SimpleBot and AsyncSimpleBot — Low-Level Design
Created: 2026-03-28
Last updated: 2026-03-28
HLD Link: ../../high-level-design.md
Requirements (EARS)
- simplebot-EARS.md —
SimpleBot,AsyncSimpleBot, shared completion helpers.
Overview
SimpleBot is the base completion stack for most LlamaBot bots: LiteLLM (completion / acompletion) behind the shared message model, optional recorder spans, and SQLite logging of turns.
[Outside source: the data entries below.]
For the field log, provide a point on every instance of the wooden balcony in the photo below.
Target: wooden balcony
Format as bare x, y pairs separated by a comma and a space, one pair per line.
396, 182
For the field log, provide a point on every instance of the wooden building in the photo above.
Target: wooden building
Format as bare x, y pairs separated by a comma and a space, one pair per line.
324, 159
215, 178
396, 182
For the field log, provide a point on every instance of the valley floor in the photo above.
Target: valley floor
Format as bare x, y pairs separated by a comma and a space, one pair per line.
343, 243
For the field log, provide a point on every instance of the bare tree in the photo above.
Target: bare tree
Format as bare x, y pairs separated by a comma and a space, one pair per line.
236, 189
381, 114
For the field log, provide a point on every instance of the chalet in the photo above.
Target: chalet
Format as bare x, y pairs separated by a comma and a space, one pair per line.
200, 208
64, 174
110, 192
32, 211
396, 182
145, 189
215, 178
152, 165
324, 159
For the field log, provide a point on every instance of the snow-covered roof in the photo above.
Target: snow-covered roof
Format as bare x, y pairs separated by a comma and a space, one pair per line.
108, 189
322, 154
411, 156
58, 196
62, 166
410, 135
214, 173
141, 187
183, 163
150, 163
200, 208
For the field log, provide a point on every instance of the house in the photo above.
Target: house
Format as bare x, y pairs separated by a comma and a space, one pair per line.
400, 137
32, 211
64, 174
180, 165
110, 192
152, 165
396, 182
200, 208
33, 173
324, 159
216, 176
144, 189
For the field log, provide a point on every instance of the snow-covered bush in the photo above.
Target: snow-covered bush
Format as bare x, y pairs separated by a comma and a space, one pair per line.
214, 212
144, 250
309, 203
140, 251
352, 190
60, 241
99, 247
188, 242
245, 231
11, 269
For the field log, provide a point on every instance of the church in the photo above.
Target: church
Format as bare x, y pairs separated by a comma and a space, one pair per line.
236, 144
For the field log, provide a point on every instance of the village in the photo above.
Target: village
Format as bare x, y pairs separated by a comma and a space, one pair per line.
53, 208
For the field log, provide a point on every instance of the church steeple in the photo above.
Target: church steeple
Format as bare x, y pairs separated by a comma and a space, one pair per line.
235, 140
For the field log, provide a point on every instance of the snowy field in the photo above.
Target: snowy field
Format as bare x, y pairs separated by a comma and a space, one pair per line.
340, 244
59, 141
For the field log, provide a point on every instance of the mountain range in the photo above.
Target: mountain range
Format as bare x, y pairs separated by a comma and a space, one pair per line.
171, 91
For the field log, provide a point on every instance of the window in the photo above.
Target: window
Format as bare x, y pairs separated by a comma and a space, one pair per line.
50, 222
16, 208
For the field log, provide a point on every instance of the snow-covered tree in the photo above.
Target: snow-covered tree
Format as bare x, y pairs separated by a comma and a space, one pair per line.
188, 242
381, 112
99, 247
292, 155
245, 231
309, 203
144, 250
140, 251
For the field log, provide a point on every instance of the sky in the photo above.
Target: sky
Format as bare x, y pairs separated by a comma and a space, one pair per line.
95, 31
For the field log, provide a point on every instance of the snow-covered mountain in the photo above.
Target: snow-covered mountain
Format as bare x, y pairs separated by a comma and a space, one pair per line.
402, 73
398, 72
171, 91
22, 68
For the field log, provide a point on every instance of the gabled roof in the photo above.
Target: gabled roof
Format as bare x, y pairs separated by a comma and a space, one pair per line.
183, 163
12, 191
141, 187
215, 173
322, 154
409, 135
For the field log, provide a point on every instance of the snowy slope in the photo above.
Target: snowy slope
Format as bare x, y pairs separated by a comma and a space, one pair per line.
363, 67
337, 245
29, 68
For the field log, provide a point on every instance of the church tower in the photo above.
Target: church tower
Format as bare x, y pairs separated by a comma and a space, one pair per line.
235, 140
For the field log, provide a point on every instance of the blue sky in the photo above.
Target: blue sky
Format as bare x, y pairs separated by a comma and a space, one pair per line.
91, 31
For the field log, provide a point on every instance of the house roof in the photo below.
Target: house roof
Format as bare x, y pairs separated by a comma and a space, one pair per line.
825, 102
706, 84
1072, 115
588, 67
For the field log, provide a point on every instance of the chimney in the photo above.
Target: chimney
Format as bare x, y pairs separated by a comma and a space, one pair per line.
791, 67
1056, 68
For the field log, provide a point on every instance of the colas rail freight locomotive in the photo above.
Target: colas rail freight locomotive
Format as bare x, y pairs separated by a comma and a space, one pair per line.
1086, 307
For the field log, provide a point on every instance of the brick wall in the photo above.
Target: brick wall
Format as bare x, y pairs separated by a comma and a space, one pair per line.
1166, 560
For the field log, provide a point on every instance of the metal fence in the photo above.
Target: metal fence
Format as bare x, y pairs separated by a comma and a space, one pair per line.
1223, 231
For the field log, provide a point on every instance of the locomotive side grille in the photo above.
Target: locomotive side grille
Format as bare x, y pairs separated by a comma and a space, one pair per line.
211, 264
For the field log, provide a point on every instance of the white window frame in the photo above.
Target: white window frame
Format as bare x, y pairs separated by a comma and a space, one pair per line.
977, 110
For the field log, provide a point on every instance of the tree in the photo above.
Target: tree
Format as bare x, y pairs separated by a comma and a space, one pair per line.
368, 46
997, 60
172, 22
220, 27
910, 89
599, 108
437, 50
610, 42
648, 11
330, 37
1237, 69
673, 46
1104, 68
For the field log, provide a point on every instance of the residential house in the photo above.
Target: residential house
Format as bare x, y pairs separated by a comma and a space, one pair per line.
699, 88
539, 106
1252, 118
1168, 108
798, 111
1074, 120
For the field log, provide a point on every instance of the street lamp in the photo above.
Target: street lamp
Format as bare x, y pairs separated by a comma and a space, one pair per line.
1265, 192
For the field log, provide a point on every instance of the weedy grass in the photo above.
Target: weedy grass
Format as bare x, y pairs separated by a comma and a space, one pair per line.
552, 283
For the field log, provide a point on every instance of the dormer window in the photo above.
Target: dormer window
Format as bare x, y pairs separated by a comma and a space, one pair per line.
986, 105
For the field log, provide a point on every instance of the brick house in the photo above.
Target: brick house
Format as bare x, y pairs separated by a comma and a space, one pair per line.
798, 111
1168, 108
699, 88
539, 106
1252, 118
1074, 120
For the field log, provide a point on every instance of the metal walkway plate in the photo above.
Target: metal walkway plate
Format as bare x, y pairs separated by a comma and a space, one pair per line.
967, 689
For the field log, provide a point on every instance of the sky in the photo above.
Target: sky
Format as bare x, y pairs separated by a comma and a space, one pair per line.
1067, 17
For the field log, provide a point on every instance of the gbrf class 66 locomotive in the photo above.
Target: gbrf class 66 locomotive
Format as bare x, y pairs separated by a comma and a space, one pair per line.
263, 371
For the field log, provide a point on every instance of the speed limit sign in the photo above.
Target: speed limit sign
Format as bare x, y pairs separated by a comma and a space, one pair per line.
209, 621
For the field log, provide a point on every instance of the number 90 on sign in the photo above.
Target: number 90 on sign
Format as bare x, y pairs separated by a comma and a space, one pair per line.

Module-level helpers (completion_kwargs_for_messages, make_response, make_async_response, stream_chunks, async_stream_chunks, stream_tokens_for_messages, extract_tool_calls, extract_content) live in llamabot.bot.simplebot and are reused by StructuredBot, ToolBot, QueryBot, and others.
Classes
| Class | Module | Base |
|---|---|---|
SimpleBot |
llamabot.bot.simplebot |
— |
AsyncSimpleBot |
llamabot.bot.simplebot |
SimpleBot |
Shared completion pipeline
LiteLLM calls are built by completion_kwargs_for_messages: model, messages (role/content from BaseMessage.model_dump), temperature, stream, completion_kwargs, optional api_key, mock_response, and—when a tools attribute exists on the bot—tools and tool_choice.
- Sync responses:
make_response→litellm.completion. - Async responses:
make_async_response→litellm.acompletion. - Streaming assembly:
stream_chunks(sync) andasync_stream_chunks(async) consume LiteLLM streams whenstream_targetis not"none";stream_tokens_for_messagesyields text deltas for async streaming.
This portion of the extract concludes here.